We are constantly told that companies must meet their quarterly return targets because this is what shareholders expect.
But it isn’t the ordinary saver in a personal pension who wants companies to cut corners and sweat assets to ‘hit their numbers’.
It’s the intermediaries, the asset managers and advisors who keep demanding the harvest at Easter.
As I save for my pension I want to put the money into the kind of companies that are balancing the short-term demands with an investment for tomorrow. I want my savings to be invested into companies that are going to invest in R&D, and human talent, and infrastructure and housebuilding, and renewable energy and new solutions to solve our climate and transport issues.
That doesn’t mean sacrificing shareholder value.
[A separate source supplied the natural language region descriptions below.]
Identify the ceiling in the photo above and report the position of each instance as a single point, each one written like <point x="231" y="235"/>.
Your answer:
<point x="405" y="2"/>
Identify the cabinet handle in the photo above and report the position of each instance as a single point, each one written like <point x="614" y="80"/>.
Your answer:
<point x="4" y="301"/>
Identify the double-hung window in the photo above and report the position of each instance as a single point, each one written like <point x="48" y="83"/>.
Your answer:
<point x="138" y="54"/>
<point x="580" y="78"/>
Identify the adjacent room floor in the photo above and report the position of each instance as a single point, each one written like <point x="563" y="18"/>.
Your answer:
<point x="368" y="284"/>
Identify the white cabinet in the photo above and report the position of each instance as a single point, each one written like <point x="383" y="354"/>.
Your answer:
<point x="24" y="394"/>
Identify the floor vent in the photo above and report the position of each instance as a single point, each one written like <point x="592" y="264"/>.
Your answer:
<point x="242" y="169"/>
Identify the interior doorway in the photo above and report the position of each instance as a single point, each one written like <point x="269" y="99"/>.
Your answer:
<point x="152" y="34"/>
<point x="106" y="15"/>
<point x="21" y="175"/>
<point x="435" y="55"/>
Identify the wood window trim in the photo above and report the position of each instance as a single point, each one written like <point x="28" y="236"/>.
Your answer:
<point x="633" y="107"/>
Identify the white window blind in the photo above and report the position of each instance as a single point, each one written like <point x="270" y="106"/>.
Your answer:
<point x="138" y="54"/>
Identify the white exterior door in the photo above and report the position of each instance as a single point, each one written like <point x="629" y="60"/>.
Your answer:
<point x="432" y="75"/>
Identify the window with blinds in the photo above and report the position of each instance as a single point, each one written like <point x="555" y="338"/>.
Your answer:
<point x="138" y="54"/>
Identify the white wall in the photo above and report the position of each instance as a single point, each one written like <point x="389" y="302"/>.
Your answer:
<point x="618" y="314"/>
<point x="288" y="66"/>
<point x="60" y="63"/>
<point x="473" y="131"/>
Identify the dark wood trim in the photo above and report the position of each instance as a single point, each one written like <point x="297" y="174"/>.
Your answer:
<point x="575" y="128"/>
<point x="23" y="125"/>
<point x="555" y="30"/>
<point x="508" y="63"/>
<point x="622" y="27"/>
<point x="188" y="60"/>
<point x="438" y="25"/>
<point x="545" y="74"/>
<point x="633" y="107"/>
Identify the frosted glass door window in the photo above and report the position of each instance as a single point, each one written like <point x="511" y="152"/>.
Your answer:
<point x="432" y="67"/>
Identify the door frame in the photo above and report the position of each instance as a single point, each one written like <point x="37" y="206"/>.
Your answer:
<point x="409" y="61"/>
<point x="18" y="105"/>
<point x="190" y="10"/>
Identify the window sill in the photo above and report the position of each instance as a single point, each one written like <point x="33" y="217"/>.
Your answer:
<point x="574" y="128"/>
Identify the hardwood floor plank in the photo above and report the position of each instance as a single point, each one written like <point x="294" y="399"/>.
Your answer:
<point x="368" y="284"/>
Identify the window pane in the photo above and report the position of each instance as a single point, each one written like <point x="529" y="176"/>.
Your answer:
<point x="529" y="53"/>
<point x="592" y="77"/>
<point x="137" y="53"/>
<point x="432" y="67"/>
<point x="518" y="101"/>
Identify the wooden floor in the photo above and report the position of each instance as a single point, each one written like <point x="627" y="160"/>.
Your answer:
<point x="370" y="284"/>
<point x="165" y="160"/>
It means building more of it in the way that the great companies have always done, by adding to their entrepreneurial spirit a commitment to strong relationships with customers, employees, suppliers and the community and society that gives their licence to operate.
Soon after Tomorrow’s Company was founded in 1996, we worked with Kleinwort Benson to develop a Tomorrow’s Company investment fund, investing long-term in companies which stuck to these recognisable Tomorrow’s Company principles.
We were too early.
Now I believe the market is ready for stewardship investing. There are enough individual investors out there, like me, who believe that part of the way to get a better capitalism, a capitalism that works for the many and not just few, is to create channels of investment that more directly connect the ordinary saver with the kind of companies that she or he would like their kids to have the chance to work in.
Disrupters are beginning to appear. No doubt there are more that have not come across my radar, but I am aware of WHEB Asset management, offering something different to investors who want to avoid stranded assets and support new technologies. There is Equitile who offer an approach that seeks to achieve sound long-term returns from companies with robust leadership and governance.
And this week sees the launch of The People’s Trust by former Investment Association head Daniel Godfrey. Daniel’s vision is more radical because he is setting up an investment trust that will be owned by its customers, and that won’t pay bonuses to its employees, and will make pay part of their salaries in shares in the business which they can only sell after 7 years. It will seek to invest in long-term strategies and responsible behaviour by companies.
This is an exciting development. Everyone involved will be incentivised to achieve success over periods exceeding 7 years. They will be directly accountable to customers. Stewardship is on the march. The Peoples’ Trust deserves to succeed and I for one will be signing up.